OSI layers for the data ecosystem

Towards a flexible and layered data architecture

Whilst listening to an episode of the data engineering podcast (An Exploration Of Tobias’ Experience In Building A Data Lakehouse From Scratch1.), the question: “Why don`t we have an OSI model for data” resonated with me.

A OSI model is missing for data.

The lack of such a reference data architecture model is something I have observed myself in a multitude of other projects - in research but also industry, in particular around the discussion of (re-) building a data platforms or when creating a data mesh. Furthermore, a lot of platforms and (SaaS) tools have spread in the data ecosystem recently - to the point where keeping them all in sync and neatly managed can become a huge challenge.

Who manages the managed services?

In particular these various managed services are often only semi-compatible with each other and central governance can become a problem. Furthermore, they are outside of the control of the data team and version control tools (merge requests, approvals) and changes of these blackbox tools can pose challenges in itself.
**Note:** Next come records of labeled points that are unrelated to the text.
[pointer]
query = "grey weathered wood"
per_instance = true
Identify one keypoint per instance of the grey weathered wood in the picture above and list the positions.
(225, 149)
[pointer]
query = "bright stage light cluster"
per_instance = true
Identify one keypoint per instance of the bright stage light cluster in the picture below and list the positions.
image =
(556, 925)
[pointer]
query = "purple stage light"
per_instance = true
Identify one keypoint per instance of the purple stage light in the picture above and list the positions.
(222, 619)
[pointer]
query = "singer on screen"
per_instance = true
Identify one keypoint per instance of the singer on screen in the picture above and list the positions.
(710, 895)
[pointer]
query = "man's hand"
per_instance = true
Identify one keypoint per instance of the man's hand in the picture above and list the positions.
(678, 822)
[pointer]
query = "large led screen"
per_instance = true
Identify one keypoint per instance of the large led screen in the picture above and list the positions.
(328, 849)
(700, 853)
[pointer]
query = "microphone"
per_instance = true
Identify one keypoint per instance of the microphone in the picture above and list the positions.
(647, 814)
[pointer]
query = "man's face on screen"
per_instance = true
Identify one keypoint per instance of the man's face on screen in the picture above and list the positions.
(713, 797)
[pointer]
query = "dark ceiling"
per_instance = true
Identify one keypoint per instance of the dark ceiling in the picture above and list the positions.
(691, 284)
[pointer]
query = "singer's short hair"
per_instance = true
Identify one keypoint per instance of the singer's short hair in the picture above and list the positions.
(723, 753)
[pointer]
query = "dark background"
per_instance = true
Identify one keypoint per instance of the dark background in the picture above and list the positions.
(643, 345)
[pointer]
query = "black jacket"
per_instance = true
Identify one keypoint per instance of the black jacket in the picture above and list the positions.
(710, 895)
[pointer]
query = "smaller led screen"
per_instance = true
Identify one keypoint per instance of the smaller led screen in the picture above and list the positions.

Commit to the pillars and not the term.

Recently, there has been a lot of buzz around terms like: modern data stack, data mesh or data fabric and there are several vendors trying to sell you on one product to fulfill all your data needs. Instead, everyone would be better off if they would focus on the foundational pillars and sharing reference blueprints2. This is happening for devOps, microservices, service discovery, failover, blue green deployments or rolling releases. However, this is not taking place in the data ecosystem: As a result manual oftentimes imperfect solutions are built as this situation makes it hard to build on top of piror art.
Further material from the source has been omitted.